Он подкрутил колышки, перестраивая инструмент. Тонкие пальцы чутко коснулись струн — и вот уже зажурчал серебристый говорок ручья, щелкнул соловей, прислушался и еще раз щелкнул. С кувшином на плече подошла к ручью прекрасная девушка и остановилась: она ждет возлюбленного. Ее руки нетерпеливо перебирают складки платья, в глазах ее — обещание райского блаженства. А вот и юноша — он бежит, он спешит на свидание, крылья вырастают за его спиной! Увидели они друг друга — и все тише поет дутар, — не мешайте влюбленным…
Лица слушателей просветлели, губы их улыбаются, грудь дышит легко. Кажется» даже в тесной комнатушке стало просторней.
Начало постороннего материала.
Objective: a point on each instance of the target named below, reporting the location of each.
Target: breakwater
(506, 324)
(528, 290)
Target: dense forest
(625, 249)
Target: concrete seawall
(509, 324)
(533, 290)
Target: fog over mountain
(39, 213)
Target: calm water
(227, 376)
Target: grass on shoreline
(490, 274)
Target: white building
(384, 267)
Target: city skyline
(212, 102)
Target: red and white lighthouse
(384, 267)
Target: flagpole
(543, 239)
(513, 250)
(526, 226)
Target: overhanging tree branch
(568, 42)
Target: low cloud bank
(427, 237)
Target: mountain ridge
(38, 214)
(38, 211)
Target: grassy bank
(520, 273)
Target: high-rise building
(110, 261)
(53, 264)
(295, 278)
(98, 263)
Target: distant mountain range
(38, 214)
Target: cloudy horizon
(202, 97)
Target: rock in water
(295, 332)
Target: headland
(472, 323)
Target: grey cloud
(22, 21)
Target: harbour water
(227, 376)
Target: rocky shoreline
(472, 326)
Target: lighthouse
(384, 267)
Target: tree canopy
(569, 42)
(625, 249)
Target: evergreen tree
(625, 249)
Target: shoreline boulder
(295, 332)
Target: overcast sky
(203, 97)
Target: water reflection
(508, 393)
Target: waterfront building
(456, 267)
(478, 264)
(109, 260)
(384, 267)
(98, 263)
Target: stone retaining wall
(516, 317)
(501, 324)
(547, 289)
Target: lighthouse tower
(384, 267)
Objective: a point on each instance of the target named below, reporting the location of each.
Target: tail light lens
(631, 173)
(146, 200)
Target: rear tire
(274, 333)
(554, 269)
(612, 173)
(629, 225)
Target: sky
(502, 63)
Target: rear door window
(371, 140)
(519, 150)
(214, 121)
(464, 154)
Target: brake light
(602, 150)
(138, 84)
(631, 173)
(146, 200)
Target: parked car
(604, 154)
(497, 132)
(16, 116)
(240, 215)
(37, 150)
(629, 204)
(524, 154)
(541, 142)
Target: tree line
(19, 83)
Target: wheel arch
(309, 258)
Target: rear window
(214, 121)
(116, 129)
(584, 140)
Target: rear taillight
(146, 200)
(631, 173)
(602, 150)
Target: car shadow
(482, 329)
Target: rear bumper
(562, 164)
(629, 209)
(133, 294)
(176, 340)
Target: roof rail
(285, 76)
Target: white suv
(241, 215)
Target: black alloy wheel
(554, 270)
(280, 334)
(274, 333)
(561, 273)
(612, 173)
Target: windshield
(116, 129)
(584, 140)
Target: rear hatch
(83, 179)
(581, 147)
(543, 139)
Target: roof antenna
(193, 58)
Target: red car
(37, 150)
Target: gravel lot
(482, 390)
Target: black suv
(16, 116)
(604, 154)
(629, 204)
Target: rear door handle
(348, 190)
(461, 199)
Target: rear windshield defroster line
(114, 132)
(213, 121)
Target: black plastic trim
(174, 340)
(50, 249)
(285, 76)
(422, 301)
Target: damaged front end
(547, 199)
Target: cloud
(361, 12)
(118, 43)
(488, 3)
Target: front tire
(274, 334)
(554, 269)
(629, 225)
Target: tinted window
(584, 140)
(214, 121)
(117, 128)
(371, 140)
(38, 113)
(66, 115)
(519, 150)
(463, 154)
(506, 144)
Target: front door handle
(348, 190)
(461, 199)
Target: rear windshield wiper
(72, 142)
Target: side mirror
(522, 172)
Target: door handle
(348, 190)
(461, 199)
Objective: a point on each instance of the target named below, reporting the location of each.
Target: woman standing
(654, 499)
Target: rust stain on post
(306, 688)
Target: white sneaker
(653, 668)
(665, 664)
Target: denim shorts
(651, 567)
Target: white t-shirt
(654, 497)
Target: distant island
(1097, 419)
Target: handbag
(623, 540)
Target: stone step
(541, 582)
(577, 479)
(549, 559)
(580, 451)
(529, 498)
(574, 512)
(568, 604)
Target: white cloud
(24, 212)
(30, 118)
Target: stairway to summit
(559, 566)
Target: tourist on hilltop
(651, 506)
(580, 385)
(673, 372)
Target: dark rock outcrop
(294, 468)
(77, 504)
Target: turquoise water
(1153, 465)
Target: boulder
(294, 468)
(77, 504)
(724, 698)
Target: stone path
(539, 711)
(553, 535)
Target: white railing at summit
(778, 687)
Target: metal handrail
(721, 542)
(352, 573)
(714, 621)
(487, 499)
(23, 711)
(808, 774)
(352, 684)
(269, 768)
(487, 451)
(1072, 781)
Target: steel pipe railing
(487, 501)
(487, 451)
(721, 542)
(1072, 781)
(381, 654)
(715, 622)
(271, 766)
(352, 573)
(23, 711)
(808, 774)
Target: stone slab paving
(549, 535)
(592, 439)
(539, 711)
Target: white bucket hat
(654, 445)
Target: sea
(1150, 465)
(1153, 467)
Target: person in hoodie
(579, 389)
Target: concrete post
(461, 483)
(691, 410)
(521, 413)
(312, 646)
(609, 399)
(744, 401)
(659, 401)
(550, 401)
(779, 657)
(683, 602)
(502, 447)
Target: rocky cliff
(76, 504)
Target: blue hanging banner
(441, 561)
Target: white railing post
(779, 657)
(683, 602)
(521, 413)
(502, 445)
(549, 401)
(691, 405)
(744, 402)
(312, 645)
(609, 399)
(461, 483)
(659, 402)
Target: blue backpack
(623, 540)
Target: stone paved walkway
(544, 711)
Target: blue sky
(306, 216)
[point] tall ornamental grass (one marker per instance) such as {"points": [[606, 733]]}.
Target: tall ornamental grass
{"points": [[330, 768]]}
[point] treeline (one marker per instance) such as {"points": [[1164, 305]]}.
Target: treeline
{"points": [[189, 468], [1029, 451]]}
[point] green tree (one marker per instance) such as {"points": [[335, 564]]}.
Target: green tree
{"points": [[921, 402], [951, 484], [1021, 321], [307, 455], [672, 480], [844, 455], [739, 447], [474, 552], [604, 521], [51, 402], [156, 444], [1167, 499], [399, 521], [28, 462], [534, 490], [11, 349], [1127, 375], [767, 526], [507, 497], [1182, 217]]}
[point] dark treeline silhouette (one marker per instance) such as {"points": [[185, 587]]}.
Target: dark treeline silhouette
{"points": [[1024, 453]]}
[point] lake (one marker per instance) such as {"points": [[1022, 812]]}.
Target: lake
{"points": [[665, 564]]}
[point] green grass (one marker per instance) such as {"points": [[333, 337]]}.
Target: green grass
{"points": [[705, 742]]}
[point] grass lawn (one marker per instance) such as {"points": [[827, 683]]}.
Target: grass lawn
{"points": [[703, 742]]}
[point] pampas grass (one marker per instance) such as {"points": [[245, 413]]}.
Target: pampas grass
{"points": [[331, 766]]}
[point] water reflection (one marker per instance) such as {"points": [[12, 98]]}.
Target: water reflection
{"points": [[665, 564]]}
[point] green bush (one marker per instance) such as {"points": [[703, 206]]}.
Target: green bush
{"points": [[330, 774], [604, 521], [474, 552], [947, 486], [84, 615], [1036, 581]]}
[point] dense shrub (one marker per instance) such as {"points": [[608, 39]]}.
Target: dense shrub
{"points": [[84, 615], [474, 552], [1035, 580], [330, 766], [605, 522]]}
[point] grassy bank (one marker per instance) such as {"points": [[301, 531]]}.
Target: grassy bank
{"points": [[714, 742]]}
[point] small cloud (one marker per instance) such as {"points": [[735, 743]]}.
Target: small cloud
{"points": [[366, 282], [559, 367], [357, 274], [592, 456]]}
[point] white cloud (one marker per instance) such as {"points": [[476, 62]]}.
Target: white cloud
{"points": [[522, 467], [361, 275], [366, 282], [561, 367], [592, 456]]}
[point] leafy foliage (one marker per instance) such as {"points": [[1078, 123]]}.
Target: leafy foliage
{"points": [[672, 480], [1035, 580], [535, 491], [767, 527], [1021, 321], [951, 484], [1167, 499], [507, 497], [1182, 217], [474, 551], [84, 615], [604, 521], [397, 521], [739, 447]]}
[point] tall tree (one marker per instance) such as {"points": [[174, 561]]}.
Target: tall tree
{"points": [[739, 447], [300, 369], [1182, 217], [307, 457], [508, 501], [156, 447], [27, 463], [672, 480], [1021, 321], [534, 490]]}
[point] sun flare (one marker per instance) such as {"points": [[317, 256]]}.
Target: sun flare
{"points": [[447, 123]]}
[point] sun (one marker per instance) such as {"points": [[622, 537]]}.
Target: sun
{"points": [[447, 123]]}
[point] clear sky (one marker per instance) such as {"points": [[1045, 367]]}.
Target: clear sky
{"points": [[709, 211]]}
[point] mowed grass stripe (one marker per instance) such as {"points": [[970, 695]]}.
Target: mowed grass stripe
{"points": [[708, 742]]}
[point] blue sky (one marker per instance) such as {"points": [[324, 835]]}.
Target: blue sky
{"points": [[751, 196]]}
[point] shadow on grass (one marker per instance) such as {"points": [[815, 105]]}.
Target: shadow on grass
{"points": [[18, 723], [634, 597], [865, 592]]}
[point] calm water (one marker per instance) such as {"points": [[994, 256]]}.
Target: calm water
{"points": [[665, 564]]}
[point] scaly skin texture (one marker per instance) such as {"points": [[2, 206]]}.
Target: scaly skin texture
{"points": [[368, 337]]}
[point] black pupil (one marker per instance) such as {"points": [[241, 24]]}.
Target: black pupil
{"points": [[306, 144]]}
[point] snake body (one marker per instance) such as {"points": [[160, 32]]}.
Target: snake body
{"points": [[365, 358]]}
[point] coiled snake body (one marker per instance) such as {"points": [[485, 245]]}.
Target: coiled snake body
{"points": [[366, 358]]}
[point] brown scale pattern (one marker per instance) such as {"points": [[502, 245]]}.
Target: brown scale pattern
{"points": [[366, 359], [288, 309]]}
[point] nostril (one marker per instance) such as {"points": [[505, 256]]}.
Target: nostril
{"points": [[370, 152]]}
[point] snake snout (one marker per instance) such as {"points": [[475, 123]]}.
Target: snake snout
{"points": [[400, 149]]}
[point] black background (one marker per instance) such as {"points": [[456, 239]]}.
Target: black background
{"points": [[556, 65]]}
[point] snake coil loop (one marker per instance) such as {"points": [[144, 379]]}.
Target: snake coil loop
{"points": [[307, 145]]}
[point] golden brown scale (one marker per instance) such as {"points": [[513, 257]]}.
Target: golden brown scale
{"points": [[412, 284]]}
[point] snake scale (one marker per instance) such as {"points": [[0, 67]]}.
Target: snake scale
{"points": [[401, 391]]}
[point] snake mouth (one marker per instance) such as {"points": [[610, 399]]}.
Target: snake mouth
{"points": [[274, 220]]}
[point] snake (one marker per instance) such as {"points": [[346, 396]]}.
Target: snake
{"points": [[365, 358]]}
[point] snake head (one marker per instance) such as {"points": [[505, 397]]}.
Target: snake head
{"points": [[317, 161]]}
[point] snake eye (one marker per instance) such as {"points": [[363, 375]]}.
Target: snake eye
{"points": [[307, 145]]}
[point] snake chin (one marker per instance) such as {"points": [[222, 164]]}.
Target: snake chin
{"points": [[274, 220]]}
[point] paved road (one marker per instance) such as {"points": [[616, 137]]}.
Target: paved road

Но снова рокочут струны — люди видят, как буйно колосится спелая пшеница, слышат радостные голоса детей, веселую перекличку жнецов. Скрипят по дороге груженые арбы, кричат верблюды, недовольные тяжелой поклажей, а в бездонном небе звенят жаворонки и кажется, что это поет само небо.
Махтумкули устало опустил дутар на колени. Со всех сторон раздались восторженные голоса:
— Ай, спасибо, Махтумкули-ага!
— Доброго здоровья вам, Махтумкули-ага!
— Пусть аллах удвоит вашу жизнь!
— Тысячу лет вам, Махтумкули-ага!
И только черноусый молчал. А когда Махтумкули, отложив дутар, потянулся к чайнику, он поднял голову.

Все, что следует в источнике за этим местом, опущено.